Troubled US actor Charlie Sheen was booed off stage on Saturday in a chaotic start to a live show mini-tour, a month after being fired from his megahit TV show.
Fans started walking out within 20 minutes of the start of the Violent Torpedo of Truth/Defeat is not an Option debut show in Detroit, which ended after barely an hour when Sheen failed to return following a musical break.
“It was the worst thing I’ve ever seen in my entire life,” said Jennifer Pyryt, 26, as fans streamed out of the Fox theater, many of them booing and doing thumbs-down signs. “The show was horrible.”
Photo: AFP
The show to a packed 5,000-strong audience started well with a spoof involving news clips of the actor’s recent outbursts and high-action excerpts from classic movies including Apocalpse Now, starring his father Martin.

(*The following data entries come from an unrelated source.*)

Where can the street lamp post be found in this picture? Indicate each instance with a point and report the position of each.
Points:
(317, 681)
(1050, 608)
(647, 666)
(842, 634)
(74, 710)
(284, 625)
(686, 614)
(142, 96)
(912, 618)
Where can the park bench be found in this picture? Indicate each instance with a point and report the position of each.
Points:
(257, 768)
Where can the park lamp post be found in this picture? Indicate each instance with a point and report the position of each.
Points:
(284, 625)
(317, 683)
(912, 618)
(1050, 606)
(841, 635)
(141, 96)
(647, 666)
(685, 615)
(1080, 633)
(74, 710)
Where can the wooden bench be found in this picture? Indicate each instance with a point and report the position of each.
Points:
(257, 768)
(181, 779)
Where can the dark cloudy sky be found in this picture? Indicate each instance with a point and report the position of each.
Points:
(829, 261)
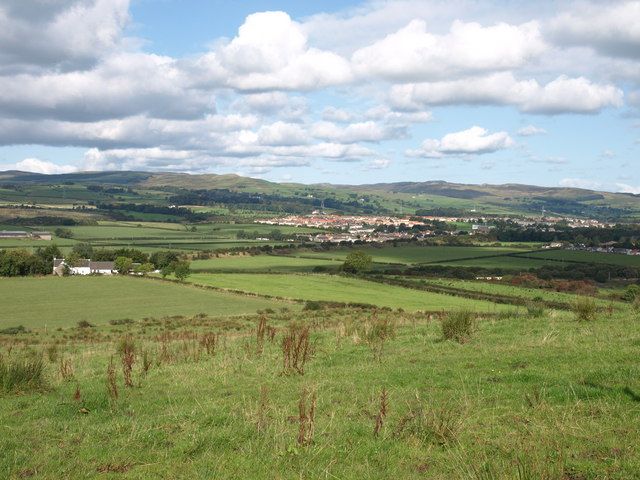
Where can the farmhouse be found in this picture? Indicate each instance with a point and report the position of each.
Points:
(83, 267)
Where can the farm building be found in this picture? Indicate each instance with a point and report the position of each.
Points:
(83, 267)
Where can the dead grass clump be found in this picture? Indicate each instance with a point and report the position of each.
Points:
(439, 425)
(377, 332)
(127, 349)
(382, 412)
(458, 326)
(65, 368)
(585, 309)
(112, 385)
(296, 349)
(261, 330)
(208, 342)
(306, 416)
(21, 375)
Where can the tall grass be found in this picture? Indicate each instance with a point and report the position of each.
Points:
(458, 326)
(585, 309)
(22, 374)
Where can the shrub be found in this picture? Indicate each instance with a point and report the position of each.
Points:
(585, 309)
(432, 425)
(377, 332)
(535, 310)
(14, 330)
(21, 375)
(312, 306)
(458, 326)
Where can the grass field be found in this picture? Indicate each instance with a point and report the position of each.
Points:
(495, 288)
(589, 257)
(340, 289)
(410, 254)
(524, 398)
(273, 263)
(62, 302)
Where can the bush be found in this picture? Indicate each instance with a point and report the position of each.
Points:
(14, 330)
(535, 310)
(458, 326)
(21, 375)
(585, 309)
(312, 306)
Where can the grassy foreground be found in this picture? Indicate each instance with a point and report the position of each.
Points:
(529, 398)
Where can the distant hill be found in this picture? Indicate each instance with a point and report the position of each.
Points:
(400, 197)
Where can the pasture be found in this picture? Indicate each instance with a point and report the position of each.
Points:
(269, 263)
(415, 254)
(36, 302)
(334, 288)
(528, 398)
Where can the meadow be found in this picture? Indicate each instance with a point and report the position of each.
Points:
(333, 288)
(62, 302)
(416, 254)
(257, 263)
(379, 395)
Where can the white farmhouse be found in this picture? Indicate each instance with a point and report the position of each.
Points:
(83, 267)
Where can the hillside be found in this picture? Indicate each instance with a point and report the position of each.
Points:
(406, 197)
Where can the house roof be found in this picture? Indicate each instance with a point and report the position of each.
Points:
(86, 263)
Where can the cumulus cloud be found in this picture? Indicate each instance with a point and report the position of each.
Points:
(414, 54)
(531, 130)
(624, 188)
(562, 95)
(63, 33)
(270, 52)
(582, 183)
(473, 141)
(611, 28)
(36, 165)
(356, 132)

Sheen’s two nubile “goddesses,” with whom he lives, also won applause for kissing each other passionately.
RAMBLING MAN
However, the boos began during a stream-of-consciousness monologue by Sheen at a presidential podium — the kind of verbal fireworks he has displayed online, but which patently failed to grip Saturday’s audience.
“I don’t think it was put together very well,” added Mary, 41, saying things were not helped when the unpredictable Sheen tried to make a joke about Detroit’s reputation.

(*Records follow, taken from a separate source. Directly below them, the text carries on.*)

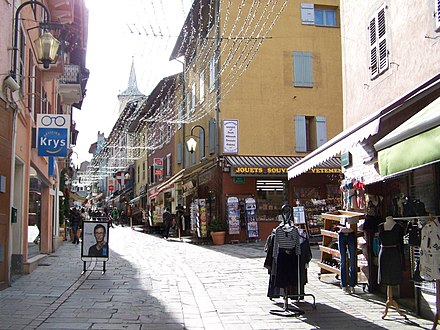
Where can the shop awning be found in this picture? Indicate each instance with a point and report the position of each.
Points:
(274, 161)
(153, 192)
(414, 143)
(369, 126)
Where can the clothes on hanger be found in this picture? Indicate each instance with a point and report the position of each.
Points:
(430, 250)
(391, 257)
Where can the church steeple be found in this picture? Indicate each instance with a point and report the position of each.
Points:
(132, 89)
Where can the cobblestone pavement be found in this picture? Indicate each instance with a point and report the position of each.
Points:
(152, 283)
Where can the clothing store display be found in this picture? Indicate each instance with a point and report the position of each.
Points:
(430, 250)
(391, 261)
(347, 248)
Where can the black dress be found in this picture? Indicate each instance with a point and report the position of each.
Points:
(390, 255)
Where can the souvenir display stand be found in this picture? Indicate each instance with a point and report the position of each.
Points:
(333, 221)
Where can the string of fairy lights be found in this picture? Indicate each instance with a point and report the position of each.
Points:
(146, 122)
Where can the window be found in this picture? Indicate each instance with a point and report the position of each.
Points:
(212, 136)
(302, 69)
(319, 16)
(310, 132)
(212, 73)
(202, 86)
(188, 103)
(179, 153)
(179, 116)
(379, 61)
(325, 17)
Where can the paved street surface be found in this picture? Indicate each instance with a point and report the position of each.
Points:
(152, 283)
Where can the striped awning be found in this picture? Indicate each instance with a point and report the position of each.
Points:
(278, 162)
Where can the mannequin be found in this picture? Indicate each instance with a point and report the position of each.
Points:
(390, 260)
(389, 223)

“If he had not mentioned -Detroit as a crack town, or the stealing of cars ... he turned a lot of people off,” she said.
After commenting several times on the fact that he was being booed, and getting increasingly tetchy as the stream of people walking out grew, Sheen said he would take a break while a new Snoop Dogg video was played.
When the video finished, the lights came up, and it was clear that Sheen was not coming back on stage.
Sheen was fired last month from the hit TV series Two and a Half Men after criticizing its producers in a series of rambling media outbursts that Warner Brothers called the actor’s “dangerously self-destructive conduct.”
The 45-year-old then became an Internet sensation after launching a Twitter feed that now has 3.4 million followers and an online Web-streamed show, Sheen’s Korner.
At the same time he announced his plans for the live tour, which now has more than 20 scheduled dates over the next month, after tickets for the first gigs sold out within 18 minutes.
Many wore “Warlock” T-shirts and shouted his “Winning” mantra for TV cameras gathered outside the theater.
DISAPPOINTMENT
“I think we’re gonna have a good time. We’re going to be entertained. We’re gonna laugh, we’re gonna scream, we’re gonna holler. Charlie Sheen’s a class entertainer,” Bill Bagwell, 53, said.
However, the mood after the show was a mixture of disappointment and anger, with some fans talking about asking for their money back.
“Charlie’s a big fraud. It was unbelievable, it was the worst show I’ve seen in my life,” another man said, declining to give his name, as he and others headed off into the night.